国内での薬事承認を前提に、概ね1年間で1億5000万回分の供給を受ける。同社は追加接種への使用も視野に開発を進めており、変異株への対応も含まれているとした。
ノババックス製品「TAK-019」は、遺伝子組み換え蛋白質ナノ粒子技術を用いて開発されたワクチンで、高レベルの中和抗体産生を促すため、アジュバントを含有している。
2020年8月に武田が同製品の国内開発・製造・流通に関する提携に合意し、ノババックスから製造技術移転を受けた。同社が国内向けに整備した新型インフルエンザ用のワクチン生産基盤を活用してパンデミック対応を強化している。
新型コロナウイルスワクチンの生産体制を整備する製薬企業に助成金を交付する、厚労省の「ワクチン生産体制等緊急整備事業(第1次公募)」の対象企業として交付された301億4000万円で設備投資を行い、山口県の光工場で「TAK-019」の生産能力の整備を進めている。年間2億5000万回分以上の生産能力に増強する。

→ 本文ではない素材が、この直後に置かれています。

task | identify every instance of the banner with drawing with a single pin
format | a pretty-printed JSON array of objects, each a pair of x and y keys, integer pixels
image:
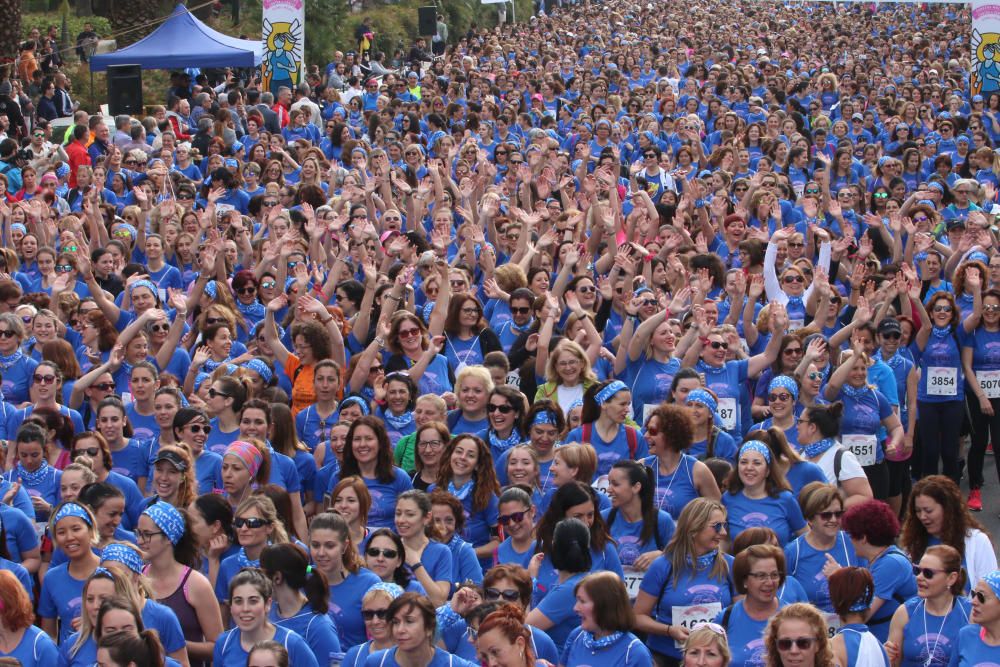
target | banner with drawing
[
  {"x": 985, "y": 75},
  {"x": 283, "y": 43}
]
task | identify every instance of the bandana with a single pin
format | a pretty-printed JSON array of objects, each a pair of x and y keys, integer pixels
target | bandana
[
  {"x": 702, "y": 396},
  {"x": 248, "y": 454},
  {"x": 756, "y": 446},
  {"x": 784, "y": 382},
  {"x": 260, "y": 368},
  {"x": 73, "y": 509},
  {"x": 817, "y": 448},
  {"x": 168, "y": 519},
  {"x": 392, "y": 589},
  {"x": 605, "y": 394},
  {"x": 148, "y": 284},
  {"x": 124, "y": 554}
]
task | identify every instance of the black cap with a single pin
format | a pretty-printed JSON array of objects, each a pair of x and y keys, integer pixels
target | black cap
[{"x": 173, "y": 457}]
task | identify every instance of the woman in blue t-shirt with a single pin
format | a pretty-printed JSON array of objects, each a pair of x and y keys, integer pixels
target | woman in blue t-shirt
[
  {"x": 873, "y": 528},
  {"x": 923, "y": 629},
  {"x": 467, "y": 473},
  {"x": 812, "y": 557},
  {"x": 941, "y": 393},
  {"x": 571, "y": 557},
  {"x": 251, "y": 593},
  {"x": 690, "y": 583},
  {"x": 758, "y": 495}
]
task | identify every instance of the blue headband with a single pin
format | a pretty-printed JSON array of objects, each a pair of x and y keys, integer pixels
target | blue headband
[
  {"x": 756, "y": 446},
  {"x": 544, "y": 417},
  {"x": 785, "y": 382},
  {"x": 993, "y": 581},
  {"x": 356, "y": 400},
  {"x": 702, "y": 396},
  {"x": 168, "y": 519},
  {"x": 73, "y": 509},
  {"x": 148, "y": 284},
  {"x": 605, "y": 394},
  {"x": 393, "y": 590},
  {"x": 124, "y": 554},
  {"x": 261, "y": 369}
]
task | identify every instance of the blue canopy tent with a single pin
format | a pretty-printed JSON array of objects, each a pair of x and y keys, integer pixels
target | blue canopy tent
[{"x": 183, "y": 41}]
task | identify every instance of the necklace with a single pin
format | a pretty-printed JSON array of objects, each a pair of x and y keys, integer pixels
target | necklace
[{"x": 932, "y": 651}]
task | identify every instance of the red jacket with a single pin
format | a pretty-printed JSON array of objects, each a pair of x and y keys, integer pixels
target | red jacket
[{"x": 78, "y": 155}]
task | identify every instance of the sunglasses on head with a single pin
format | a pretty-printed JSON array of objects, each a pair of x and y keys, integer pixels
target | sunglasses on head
[
  {"x": 514, "y": 517},
  {"x": 375, "y": 552}
]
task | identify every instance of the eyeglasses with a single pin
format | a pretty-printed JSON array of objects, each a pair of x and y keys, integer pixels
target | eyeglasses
[
  {"x": 803, "y": 643},
  {"x": 375, "y": 552},
  {"x": 514, "y": 517},
  {"x": 146, "y": 535},
  {"x": 508, "y": 594},
  {"x": 927, "y": 572}
]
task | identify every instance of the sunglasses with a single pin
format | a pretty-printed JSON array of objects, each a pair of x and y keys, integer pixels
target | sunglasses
[
  {"x": 375, "y": 552},
  {"x": 515, "y": 517}
]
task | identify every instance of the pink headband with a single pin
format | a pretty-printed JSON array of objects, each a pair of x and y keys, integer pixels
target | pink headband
[{"x": 246, "y": 452}]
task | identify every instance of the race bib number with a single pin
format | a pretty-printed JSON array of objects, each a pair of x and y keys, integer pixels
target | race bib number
[
  {"x": 863, "y": 446},
  {"x": 989, "y": 382},
  {"x": 832, "y": 624},
  {"x": 942, "y": 381},
  {"x": 633, "y": 579},
  {"x": 690, "y": 616},
  {"x": 728, "y": 413}
]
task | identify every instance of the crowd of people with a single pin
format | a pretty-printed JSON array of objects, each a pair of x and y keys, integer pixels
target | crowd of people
[{"x": 628, "y": 334}]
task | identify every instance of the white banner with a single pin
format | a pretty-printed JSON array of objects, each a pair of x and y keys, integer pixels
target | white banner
[
  {"x": 283, "y": 44},
  {"x": 985, "y": 77}
]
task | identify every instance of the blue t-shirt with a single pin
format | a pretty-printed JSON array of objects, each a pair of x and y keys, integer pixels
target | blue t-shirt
[
  {"x": 229, "y": 651},
  {"x": 61, "y": 598},
  {"x": 781, "y": 513},
  {"x": 316, "y": 628},
  {"x": 805, "y": 562},
  {"x": 35, "y": 648},
  {"x": 694, "y": 588},
  {"x": 345, "y": 605}
]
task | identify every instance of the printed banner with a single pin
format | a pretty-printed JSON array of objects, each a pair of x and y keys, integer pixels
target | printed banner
[
  {"x": 283, "y": 43},
  {"x": 985, "y": 76}
]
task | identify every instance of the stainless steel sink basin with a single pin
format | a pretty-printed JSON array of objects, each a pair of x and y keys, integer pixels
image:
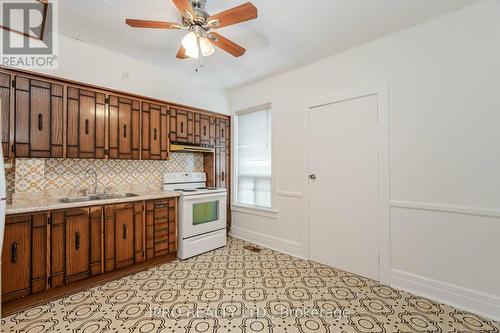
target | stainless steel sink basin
[{"x": 95, "y": 197}]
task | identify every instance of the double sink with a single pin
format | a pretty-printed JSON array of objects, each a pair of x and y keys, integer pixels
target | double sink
[{"x": 94, "y": 197}]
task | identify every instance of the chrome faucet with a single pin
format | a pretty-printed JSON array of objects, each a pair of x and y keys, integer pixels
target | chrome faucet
[{"x": 94, "y": 173}]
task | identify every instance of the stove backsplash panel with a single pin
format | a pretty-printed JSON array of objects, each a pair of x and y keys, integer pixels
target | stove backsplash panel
[{"x": 39, "y": 175}]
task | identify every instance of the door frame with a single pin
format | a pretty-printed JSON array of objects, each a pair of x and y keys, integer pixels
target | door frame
[{"x": 384, "y": 236}]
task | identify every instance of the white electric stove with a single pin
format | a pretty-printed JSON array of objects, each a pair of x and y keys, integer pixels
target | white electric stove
[{"x": 202, "y": 213}]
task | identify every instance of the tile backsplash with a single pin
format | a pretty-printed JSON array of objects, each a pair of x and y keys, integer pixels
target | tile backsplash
[{"x": 39, "y": 175}]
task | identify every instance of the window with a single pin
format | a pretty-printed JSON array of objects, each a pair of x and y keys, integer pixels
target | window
[{"x": 254, "y": 173}]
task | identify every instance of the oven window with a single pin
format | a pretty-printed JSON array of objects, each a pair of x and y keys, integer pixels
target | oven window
[{"x": 205, "y": 212}]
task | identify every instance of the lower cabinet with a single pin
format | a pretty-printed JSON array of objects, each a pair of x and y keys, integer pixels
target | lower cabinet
[
  {"x": 24, "y": 256},
  {"x": 123, "y": 230},
  {"x": 161, "y": 227},
  {"x": 75, "y": 245},
  {"x": 45, "y": 250}
]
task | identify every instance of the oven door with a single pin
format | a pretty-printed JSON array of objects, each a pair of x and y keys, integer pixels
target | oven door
[{"x": 202, "y": 214}]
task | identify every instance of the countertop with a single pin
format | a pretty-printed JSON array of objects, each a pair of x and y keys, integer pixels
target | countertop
[{"x": 44, "y": 201}]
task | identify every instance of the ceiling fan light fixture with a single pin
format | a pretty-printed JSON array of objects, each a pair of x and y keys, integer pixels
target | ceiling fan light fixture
[
  {"x": 207, "y": 49},
  {"x": 190, "y": 43}
]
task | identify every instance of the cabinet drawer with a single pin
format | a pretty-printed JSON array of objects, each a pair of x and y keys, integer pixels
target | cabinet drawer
[{"x": 161, "y": 245}]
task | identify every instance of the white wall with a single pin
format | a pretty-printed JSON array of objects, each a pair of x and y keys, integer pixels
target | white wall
[
  {"x": 91, "y": 64},
  {"x": 444, "y": 86}
]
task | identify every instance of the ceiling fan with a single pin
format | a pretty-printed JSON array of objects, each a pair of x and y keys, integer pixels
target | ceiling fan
[{"x": 200, "y": 40}]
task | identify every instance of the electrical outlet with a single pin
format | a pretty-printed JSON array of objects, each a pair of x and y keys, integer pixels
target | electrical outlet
[{"x": 126, "y": 76}]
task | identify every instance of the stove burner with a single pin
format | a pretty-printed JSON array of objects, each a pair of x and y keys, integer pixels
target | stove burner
[{"x": 207, "y": 188}]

また、開発についても武田が国内治験を実施し、承認取得後に「TAK-019」を供給する予定だ。
厚労省では、ノババックス製品以外の22年以降のワクチン供給見通しとして、22年初頭から米モデルナ製品5000万回分供給の追加契約を結んでいる。また、米ファイザー製品も来年初頭から1億2000万回分の供給を前提に協議が行われている。